Portland, Oregon's open data lessons can apply elsewhere.

What are Skip Newberry’s lessons learned from a regional approach to open data and civic apps? Newberry, who serves as economic development policy adviser to Portland, Ore. mayor Sam Adams, offered practical insights that other cities can apply to their own open data initiatives during his Ignite Gov talk at the Government Open Source Conference (GOSCON).

“In the near future, collaboration among different jurisdictions in standardizing data across local, county, state, and international boundaries will pose significant challenges,” said Newberry. “I do not think these are insurmountable.”

His talk, embedded below, focused on the open data and app design contest in the Portland area called Civic Apps.

Newberry is well placed to speak to the progress of Portland’s initiatives involving software and digital media. Last year, he helped to draft an open source procurement and open data policy that was subsequently adopted by the Portland City Council.

Open government and civic innovation were on display at an awards ceremony the day after Newberry spoke. Among the winners of the second round of Civic Apps awards, Loqi.me stood out for its potential for broader use in crisis or disaster response around the country or world.

Will open data initiatives in Portland lead to more economic activity and improve the life of citizens?
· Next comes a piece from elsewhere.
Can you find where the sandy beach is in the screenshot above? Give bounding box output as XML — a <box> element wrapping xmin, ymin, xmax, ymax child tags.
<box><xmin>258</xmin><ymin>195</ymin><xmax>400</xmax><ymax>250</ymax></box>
Mayor Adams believes so. “In Portland, like I think most cities, when people are armed with knowledge, they make wiser choices,” Adams said in an interview at the awards ceremony. He pointed toward PDX Bus as an example of innovation that helps citizens better navigate the city.

“We are seeing folks that are sole proprietorships hire folks to help them build their business, their app business, their online business with our data sets,” Adams said. “For us, data has always been there, in some cases for decades. Putting it to use for the public and helping people make money while they do it — we intend to be the open source capitol of the nation — and this is one contribution we can make, with our data sets.”